Demystifying LLM Technology Volume 4 - LLMs Advancements and the Future of Language Technology

We have gone through 3 whole volumes of the Demystifying LLM Technology Deep Dive, first discussing the basics and fundamentals of LLMs to understand their purpose, their components, and their successful applications across various industries. We then delved into the step-by-step process and challenges of LLM training as well as the impact of said training.

Last week, we explored ways for enterprises and innovators to utilize LLMs, whether in the form of chatbots, personalized systems, or voice assistants and virtual agents. This time, in the fourth and final volume of the Demystifying LLM series, we’ll learn more about how LLM has advanced over the years, in addition to the potential future of this revolutionary language technology.

LLM Research and Models

We now know that the knowledge LLMs obtain and understand depends on the data sources they are trained on. Whether trained using books or articles found on the internet, every large language model may have different skills and abilities with which they are deemed “experts.” Their different training styles are what make them generate different details in answers, making trying out various LLM applications quite exciting.

When comparing the two chatbots, Google’s Bard and OpenAI’s ChatGPT, for example, the former, developed using Google’s LLM LaMDA, can pull real-time updated information from the internet, making Bard the perfect one to use when you need the latest information. The latter, on the other hand, used training data up to 2021, so you might have difficulty trying to get responses related to the latest news and research.

The differences between various models are not limited to up-to-dateness. Some models are superior in natural language inference and question answering, while others may be miles ahead in content generation, summarization, or sentiment analysis. All of this depends on parameters, too.

These parameters shape the AI’s understanding of language and influence how the model behaves. Most companies behind LLMs are open about their model’s parameters, like LaMDA with 137 billion, GPT-3 with 175 billion, and BLOOM with 176 billion. Canada-based organization Towards Data Science published its research comparing various popular LLMs’ capabilities and differentiators.

Photo Courtesy of Towards Data Science

LLMs started out as “simple” programs that can simulate human conversation, mostly used to generate creative content or just for fun. Now, with the tech constantly evolving and new LLMs being created every day, its applications have become endless. However, their development hasn’t stopped at just text.

Multimodal LLMs

Multimodal LLMs are models whose performance isn’t merely text-based. Multimodal LLMs combine text with other kinds of information like images, videos, and audio.
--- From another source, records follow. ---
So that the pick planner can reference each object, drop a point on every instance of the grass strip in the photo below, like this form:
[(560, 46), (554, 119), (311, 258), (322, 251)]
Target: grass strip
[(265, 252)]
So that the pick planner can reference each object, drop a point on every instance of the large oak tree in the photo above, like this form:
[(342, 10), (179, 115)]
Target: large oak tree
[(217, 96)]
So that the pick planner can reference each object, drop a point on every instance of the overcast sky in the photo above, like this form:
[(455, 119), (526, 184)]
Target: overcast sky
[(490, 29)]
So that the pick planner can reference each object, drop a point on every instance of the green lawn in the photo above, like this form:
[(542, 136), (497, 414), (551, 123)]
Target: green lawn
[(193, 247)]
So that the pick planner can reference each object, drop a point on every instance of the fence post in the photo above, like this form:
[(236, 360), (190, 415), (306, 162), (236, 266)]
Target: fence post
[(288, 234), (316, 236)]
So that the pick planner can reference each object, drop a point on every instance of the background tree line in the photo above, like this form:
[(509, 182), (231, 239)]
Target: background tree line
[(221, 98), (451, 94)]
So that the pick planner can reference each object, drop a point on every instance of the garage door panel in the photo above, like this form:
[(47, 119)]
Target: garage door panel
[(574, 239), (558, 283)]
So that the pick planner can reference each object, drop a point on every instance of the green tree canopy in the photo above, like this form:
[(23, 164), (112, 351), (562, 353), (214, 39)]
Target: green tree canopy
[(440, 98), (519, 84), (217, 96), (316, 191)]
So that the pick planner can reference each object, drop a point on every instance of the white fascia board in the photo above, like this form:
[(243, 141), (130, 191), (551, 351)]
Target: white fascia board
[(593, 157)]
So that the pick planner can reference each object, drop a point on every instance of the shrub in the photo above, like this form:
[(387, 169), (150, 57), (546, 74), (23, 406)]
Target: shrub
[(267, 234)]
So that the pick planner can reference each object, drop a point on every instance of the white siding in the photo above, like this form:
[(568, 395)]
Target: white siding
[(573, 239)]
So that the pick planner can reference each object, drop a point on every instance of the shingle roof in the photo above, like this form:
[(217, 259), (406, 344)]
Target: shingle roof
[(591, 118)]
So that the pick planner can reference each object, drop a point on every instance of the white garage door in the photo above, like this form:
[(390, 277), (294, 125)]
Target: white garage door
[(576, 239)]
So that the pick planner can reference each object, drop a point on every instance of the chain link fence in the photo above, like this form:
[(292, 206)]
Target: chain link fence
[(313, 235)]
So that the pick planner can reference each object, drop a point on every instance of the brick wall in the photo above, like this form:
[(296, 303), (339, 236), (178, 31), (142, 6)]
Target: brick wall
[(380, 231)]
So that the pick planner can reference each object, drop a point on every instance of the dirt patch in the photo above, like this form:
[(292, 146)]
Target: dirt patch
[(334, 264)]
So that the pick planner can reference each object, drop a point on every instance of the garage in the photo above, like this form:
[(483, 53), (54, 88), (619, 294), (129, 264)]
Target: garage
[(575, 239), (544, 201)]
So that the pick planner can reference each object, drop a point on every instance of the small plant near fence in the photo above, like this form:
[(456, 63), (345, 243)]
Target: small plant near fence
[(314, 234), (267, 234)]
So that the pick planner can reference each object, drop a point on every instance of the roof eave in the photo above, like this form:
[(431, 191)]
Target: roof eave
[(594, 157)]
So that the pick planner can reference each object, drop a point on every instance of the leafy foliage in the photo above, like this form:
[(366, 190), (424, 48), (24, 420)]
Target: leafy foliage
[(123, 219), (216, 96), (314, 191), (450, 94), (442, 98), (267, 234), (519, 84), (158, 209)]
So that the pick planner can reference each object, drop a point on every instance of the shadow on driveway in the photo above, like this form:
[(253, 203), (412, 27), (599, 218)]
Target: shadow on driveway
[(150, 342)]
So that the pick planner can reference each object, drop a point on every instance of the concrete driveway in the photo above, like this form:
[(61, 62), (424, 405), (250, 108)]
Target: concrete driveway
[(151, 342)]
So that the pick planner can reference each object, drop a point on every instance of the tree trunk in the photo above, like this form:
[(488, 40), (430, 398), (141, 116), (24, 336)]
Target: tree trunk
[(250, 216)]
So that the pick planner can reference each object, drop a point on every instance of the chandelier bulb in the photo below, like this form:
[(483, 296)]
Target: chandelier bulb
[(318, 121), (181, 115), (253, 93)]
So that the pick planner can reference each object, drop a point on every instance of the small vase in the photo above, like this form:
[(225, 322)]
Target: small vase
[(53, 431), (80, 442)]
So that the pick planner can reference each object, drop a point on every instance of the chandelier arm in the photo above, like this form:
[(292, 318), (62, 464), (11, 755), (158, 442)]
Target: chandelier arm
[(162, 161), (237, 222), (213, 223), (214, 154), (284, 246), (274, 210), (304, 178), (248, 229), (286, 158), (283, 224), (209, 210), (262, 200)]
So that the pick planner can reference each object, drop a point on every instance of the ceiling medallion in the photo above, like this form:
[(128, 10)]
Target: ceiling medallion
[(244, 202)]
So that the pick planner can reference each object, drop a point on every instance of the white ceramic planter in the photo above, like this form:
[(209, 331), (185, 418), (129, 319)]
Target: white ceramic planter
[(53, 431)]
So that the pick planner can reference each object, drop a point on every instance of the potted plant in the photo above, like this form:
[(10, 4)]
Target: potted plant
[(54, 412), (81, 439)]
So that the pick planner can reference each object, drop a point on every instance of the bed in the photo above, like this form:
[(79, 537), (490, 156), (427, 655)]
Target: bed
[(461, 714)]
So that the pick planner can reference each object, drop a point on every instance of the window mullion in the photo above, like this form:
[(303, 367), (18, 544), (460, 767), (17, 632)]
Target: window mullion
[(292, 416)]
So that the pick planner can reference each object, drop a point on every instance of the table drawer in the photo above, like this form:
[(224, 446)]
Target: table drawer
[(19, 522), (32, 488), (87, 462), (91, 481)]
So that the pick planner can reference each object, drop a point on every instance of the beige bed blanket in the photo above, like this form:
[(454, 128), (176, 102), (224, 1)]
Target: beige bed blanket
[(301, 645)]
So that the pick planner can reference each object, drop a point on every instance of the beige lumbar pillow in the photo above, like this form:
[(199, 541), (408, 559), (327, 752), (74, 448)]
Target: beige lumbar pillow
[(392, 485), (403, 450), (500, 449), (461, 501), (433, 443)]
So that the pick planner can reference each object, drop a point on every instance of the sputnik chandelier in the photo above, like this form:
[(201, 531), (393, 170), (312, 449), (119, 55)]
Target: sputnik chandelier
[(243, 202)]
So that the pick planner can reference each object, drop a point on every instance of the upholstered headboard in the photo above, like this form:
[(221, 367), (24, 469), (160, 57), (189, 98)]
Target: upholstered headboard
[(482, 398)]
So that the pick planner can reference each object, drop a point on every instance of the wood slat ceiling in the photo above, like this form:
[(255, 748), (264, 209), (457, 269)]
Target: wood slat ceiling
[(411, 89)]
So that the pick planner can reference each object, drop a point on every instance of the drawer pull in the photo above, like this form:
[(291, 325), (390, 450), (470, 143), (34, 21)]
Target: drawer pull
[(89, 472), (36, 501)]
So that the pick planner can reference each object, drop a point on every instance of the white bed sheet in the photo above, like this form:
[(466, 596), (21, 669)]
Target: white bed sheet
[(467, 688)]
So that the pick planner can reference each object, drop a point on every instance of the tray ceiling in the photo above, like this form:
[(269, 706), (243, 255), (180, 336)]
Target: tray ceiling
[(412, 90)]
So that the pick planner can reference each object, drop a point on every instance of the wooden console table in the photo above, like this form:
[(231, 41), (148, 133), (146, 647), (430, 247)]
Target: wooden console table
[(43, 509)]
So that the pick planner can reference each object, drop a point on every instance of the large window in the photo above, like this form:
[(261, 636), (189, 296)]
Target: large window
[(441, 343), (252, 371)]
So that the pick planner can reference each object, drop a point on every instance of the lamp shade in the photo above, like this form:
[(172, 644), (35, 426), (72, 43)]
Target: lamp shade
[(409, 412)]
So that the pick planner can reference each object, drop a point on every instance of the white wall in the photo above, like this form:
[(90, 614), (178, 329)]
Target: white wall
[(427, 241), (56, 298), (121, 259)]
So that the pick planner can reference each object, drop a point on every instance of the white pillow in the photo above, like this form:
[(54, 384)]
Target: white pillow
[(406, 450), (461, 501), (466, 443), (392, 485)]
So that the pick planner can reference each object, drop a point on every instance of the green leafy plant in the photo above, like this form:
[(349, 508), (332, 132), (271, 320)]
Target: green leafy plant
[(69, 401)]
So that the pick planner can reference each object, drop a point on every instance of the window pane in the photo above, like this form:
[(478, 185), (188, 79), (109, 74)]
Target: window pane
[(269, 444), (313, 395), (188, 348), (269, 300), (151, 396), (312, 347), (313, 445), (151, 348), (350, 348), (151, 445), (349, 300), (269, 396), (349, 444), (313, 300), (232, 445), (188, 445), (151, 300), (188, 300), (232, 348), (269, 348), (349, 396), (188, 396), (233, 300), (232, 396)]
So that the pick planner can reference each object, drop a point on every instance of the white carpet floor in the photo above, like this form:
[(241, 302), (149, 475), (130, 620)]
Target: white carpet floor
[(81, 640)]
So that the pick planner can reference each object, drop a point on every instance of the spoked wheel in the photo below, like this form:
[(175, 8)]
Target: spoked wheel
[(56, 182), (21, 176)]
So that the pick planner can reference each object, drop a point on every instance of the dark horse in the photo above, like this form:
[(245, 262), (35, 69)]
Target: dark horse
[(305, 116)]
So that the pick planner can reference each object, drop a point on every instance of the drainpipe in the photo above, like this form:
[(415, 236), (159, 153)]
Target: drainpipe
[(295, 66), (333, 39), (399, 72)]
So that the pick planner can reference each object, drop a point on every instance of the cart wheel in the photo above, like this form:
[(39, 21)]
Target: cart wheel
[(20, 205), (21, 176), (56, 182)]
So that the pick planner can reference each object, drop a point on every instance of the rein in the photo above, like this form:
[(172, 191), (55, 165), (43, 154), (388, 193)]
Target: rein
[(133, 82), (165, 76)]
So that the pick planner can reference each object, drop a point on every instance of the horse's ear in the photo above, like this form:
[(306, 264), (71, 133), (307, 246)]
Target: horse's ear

These models essentially integrate vision and language and can accomplish tasks like describing images and videos, classifying images, or processing texts that are embedded in images.

By having the ability to not only understand the human language but also the meaning of visual media, these models can now provide visual-based responses and improve in language-related tasks. It’s quite exciting to think about the potential use cases for models such as these, especially for businesses. They can be integrated into security cameras used to monitor traffic violations and potential accidents or be utilized in e-commerce and marketplace services.

Microsoft introduced its multimodal model, KOSMOS-1, in a paper titled “Language Is Not All You Need: Aligning Perception with Language Models.” KOSMOS-1 is demonstrated to perform nonverbal reasoning and transfer knowledge across different modalities.

Photo Courtesy of Microsoft

Multimodality is deeply integrated into the human body, and embedded into our nervous system. We spend our whole lives shaping unconscious perceptions and abilities by experiencing the world. With mimicking human behavior and thoughts being one of LLMs’ main goals, it might take a long time and a ton of more training for them to keep up.

Cross-Lingual and Multilingual LLM Applications

Multilingual large language models, often also referred to as MLLMS, learn information in and for multiple languages simultaneously. This gives them the ability to detect and learn universal patterns and cultures, functioning in multiple languages. By being trained on a dataset that includes examples from multiple languages, however, they might not always be able to perform as high in performance compared to models trained on a single language.

GPT is amongst one of the few LLMs that are multilingual. With its language-processing feature, the model is able to detect, translate, and respond in over 95 languages by identifying the language used in a user’s question or prompt. BLOOM, an open-source model created by SambaNova and Together, is trained in 46 languages, making it the largest multilingual open model at the moment. I tested BLOOMChat by conversing with the model in Indonesian.

Photo Courtesy of BLOOM and huggingface

Cross-lingual LLMs are also models that can handle multiple languages, similar to MLLMs. What differentiates the two is while MLLMs are trained on multiple languages simultaneously, cross-lingual models are trained on one language and then adapted to other languages using transfer learning techniques, a technique we learned in Volume 2.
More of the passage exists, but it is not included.